Сначала открытки приходили на домашний адрес, потом, когда она вышла за Франсуа и переехала, — на рабочий. 2 июня — дата их первой встречи. В тот день она случайно толкнула Филиппа в книжном магазине (опять магазин, да сколько можно!). Он увязался за ней. На его счастье, пошел дождь, и он приютил Флоранс под своим зонтом. С этого все и началось.


Флоранс боится, что Филипп позвонит, и в то же время ждет его звонка. Номер она дала неверный, но он не мог забыть, где она работает. Если он действительно захочет ее увидеть — его ничто не остановит. Он знает, как зовут обоих ее мужей, знает, в каком районе она живет. Возможно, ему даже известен точный адрес. Уж не шпионил ли он за ней все эти пятнадцать лет? При этой мысли ее сердце замирает от страха и удовольствия. Неужели она, Флоранс, — заурядная блондинка, с которой сроду не происходило ничего выдающегося, — стала объектом роковой страсти?

Однажды ей снится, что Филипп подкарауливает ее у подъезда. Она просыпается с криком в тот момент, когда он начинает душить ее, все крепче сжимая руками горло. Утром, осматривая свой гардероб, она понимает, что, если он вдруг позвонит и назначит свидание, ей будет совершенно нечего надеть, после чего бестрепетно отдает четверть зарплаты за стильное пончо. И тут же в голову закрадывается страшное подозрение: уж не пытается ли она его соблазнить? Пончо летит в самый дальний угол шкафа. Этот тип — сумасшедший, он никогда ей не нравился, она его ненавидит. Но как-то это чересчур — испытывать ненависть к человеку, который должен быть вам безразличен, разве нет?

Мало-помалу Флоранс забывает о Филиппе. Перестает искать его глазами в том злосчастном магазине, где они столкнулись. На работе у нее ни минуты свободной, и ей это нравится. Флоранс любит свою работу и хорошо ее делает. Она снова замужем и наконец стала матерью. Она упакована под завязку, в ее багаже ни для чего и ни для кого нет места. Пожалуй, только какой-нибудь зловредный микроб способен туда втиснуться.


За несколько дней до Рождества Флоранс поливает анютины глазки, посаженные осенью в ящике за окном. Этим отважным цветам все нипочем — холод, автомобильные выхлопы. Вода, как всегда, переливается через край и стекает на кафель нижнего балкона.

Раздается крик. Флоранс высовывается из окна, чтобы извиниться. Бывает, что и прохожим изрядно достается от ее щедрого полива.

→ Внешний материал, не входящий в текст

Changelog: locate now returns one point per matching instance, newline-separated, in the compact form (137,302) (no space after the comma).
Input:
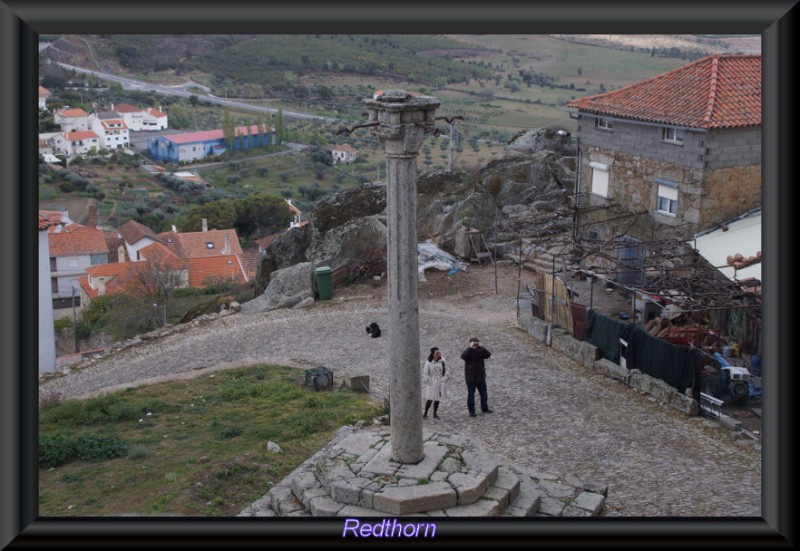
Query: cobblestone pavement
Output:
(550,414)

— Отличная погода, не находишь?!

Под ее окнами, промокший и счастливый, стоит Филипп. От удивления Флоранс роняет лейку.

— Радушно же ты меня встречаешь!

— Прости. А… Что ты здесь делаешь?

— Ты дала мне не тот номер.

— Мне очень жаль. Наверное, ты неправильно записал.

— Неважно. Ты обещала выпить со мной в первый же солнечный день. Посмотри, солнце сияет вовсю!

Вот сейчас Флоранс захлопнет окно и укроется за крепкими стенами своего дома. Филипп преследует ее, он опасен, потому что знает, когда и на чем ее можно подловить…

— Спускаюсь! — слышит она свой вопль и бросается в ванную, чтобы подкрасить губы.

Ведь там, внизу, под окнами ее квартиры, купленной в кредит на двадцать лет вместе с мужчиной, который уделяет ей все меньше внимания, — там, внизу, стоит человек, чьи глаза и голос скажут ей, что она необыкновенна и по-прежнему привлекательна, как в те времена, когда, окруженная поклонниками, она не могла выбрать между ними, отчего ее привлекательность лишь возрастала.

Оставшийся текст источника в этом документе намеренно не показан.